We'd LAVA to help! New advertising consultancy is a 'molten pot' of ideas
Two young Bermudians have erupted on to the media and advertising scene with the launch of their company LAVA Visual Boutique.
Jon Legere, 26, and his partner Megan Pitman, 29, started up their communications consultancy on Park Road in June having first developed their skills apart. Already the pair have secured a number of clients including Show-off magazine and Bermudian Business magazine.
Ms Pitman previously completed a Fine Arts degree in Design at Concordia University in Montreal where she also worked at a graphic design studio. In January this year she completed her Masters in Communication Design at St. Martin's in London. After a brief stint freelancing, she decided to return home. At the same time, Mr. Legere, who received a Fine Arts degree in New Media at Purchase College in New York, had hit a plateau in his own career.
He had previously worked for a new media firm in New York and for e-Media and had decided he had learned as much as he could at his then current employer Aardvark Communications.
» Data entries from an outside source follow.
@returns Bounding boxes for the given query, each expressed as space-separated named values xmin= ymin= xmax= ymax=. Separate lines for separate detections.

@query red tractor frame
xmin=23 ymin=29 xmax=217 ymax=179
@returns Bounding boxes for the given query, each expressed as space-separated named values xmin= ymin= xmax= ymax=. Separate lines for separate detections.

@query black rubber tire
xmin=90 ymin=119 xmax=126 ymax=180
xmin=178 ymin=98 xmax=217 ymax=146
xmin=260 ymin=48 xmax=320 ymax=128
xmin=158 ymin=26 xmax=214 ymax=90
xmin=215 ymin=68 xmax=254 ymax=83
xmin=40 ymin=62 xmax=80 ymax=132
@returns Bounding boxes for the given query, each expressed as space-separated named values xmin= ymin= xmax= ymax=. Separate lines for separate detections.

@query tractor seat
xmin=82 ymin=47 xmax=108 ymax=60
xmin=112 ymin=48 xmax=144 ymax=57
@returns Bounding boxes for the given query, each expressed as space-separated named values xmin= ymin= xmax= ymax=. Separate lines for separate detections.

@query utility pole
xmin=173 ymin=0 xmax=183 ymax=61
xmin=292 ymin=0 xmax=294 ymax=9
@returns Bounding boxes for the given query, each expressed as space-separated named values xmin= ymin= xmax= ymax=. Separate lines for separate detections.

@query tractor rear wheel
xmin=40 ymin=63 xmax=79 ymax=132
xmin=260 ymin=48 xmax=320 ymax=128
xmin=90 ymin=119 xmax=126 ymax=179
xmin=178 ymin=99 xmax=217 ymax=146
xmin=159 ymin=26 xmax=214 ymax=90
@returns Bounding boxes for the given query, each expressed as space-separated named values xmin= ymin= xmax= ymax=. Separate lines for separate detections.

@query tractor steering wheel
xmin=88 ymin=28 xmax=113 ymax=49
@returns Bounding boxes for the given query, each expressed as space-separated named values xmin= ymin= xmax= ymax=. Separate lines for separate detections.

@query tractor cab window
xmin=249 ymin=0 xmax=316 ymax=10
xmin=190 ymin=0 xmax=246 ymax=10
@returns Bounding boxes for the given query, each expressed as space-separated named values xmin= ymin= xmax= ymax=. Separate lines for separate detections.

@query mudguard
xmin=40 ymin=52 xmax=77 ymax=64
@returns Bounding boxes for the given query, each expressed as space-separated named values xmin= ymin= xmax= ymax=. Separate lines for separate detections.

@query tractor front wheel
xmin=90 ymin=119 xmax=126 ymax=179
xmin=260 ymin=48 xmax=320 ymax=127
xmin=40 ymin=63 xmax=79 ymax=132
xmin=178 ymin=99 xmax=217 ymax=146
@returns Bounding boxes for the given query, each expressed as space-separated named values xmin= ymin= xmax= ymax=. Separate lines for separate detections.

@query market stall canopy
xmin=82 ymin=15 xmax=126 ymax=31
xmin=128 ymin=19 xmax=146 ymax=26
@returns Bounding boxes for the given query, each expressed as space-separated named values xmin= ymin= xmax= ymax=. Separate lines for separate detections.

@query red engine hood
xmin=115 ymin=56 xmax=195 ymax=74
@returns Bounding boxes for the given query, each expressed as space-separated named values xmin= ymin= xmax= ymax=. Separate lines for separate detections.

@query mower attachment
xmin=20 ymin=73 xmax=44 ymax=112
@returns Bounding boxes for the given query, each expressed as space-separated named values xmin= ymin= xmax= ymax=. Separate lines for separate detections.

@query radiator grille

The two got together and decided to set up LAVA Visual Boutique. LAVA reflects Bermuda's origins as a volcanic island as well as the nature of creative ideas turning into something.
Ms Pitman said: "When are you going through the process of designing you come up with a bunch of liquid formed ideas and then they become solid as they develop. It came from that and we wanted to link it back to Bermuda so something that was new, fresh and the sense of motion and then a foundation."
The word "boutique" reflects the size of the firm. Unlike other agencies that have large numbers of staff working in specific areas, Ms Pitman and Mr. Legere are the only two full-time staff and act as jacks-of-all-trades.
Ms Pitman said: "There is sort of a traditional model for the way agencies are run where the design and the artistic creative side is not necessarily valued as much as we believe it should be. Contemporary, emerging new designers are jack-of-all-trades and they are able to be business people and they are account managers. They can sit across from a corporate client and explain their ideas better than an account executive can so it is being multi-faceted in terms of approach and understanding the business from all angles as opposed to just being a creative or just being a designer or just being a front man."
Ms Pitman says that because they have embraced this combined business and creative approach they can have more intimate relationships with clients. Their services range from logo and branding to web design, print and broadcast advertising campaigns, corporate graphics and event planning.
While there are already many established firms on the island offering the same services, they say that beyond being a boutique firm their international experience also gives them an edge over their competitors.
Mr. Legere said: "The main edge is Megan's background in Montreal and London. I worked in New York for several years. We have such an international scope of how it is done overseas and we're bringing that back home."
Ms Pitman says that when Bermudian designers excel at their craft, they generally tend to stay away from home because it is more exciting and competitive elsewhere. That is the reason she stayed away for so long, but she now sees the establishment of her own design business here as an opportunity to raise the bar.
"London and New York are more edgy places to be practising as a designer however there is a lot of scope for the bar to be raised here and that is where we can come in and see our place," she said.